I was thinking this would be useful in a courtroom - as a sort of "hands-free memo pad" for court interpreters.
Theoretically simple, but is it feasible? I see several potential problems:
The software would have to be told which is the target language and which is the source language. Otherwise, there might be a delay and sometimes it would even draw a wrong conclusion, if the device was left to its own devices (auto-detect).
Background noises and voices would have to be filtered out.
The translation (attempt) would only be valid once the speaker had finished their sentence - and how would the software know that? By length of the pauses? Some people pause within a sentence for a long time; some people barely pause between sentences, so...how would that work?
People not speaking clearly, or in hard-to-understand accents.

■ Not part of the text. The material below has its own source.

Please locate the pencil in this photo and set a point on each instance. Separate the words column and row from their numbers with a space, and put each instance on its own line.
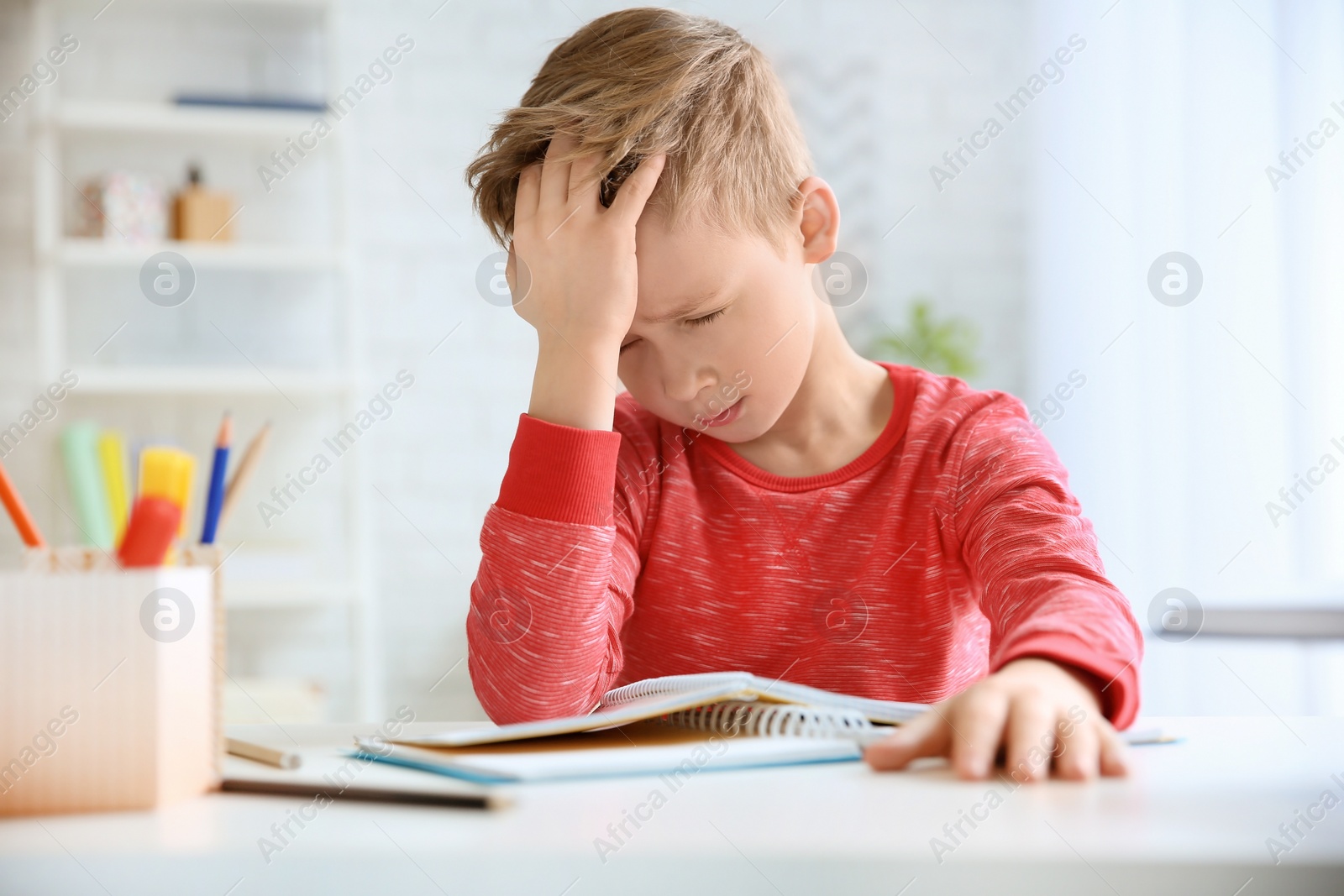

And this is not even mentioning (except here, obliquely) that context is often misconstrued by the robot underlord translators.
My intuition is that if Abraham Lincoln and Martin Luther King were speaking at the same time (which, even in a courtroom, does happen at times), the software would come up with something like this:
For score and seven years ago I am happy to join with you to day. Our fathers brought fourth on this continent, a new nation, in what will go down in history as the greatest conceived in Liberty, and. Dedicated to the perspiration that demonstration for freedom in all men are created equal. The history of our nation.
...and then be translated something like so:
Por puntuación y hace siete años que estoy encantado de unirme a ustedes hoy. Nuestros padres trajeron cuarto en este continente, una nueva nación, en lo que va a pasar a la historia como el mayor concebida en la libertad, y. Dedicada a la transpiración que la demostración por la libertad en todos los hombres son creados iguales. La historia de nuestra nación.
What I'm saying, I guess, is that humans "rock" when it comes to this sort of thing - at least compared to machines (software) in their current degree of sophistication, but do we, or will we, "rock" enough to overcome this problem? Is there a way to surmount these hurdles, at least to a sufficient extent for such a program to be worth the trouble to use? Perfection would be unattainable; matching human skill would also be, I believe, an unreachable goal, especially because of the context factor. Nevertheless: can Speech-to-Text-to-Context-to-Translation be done even relatively well and, if so, how?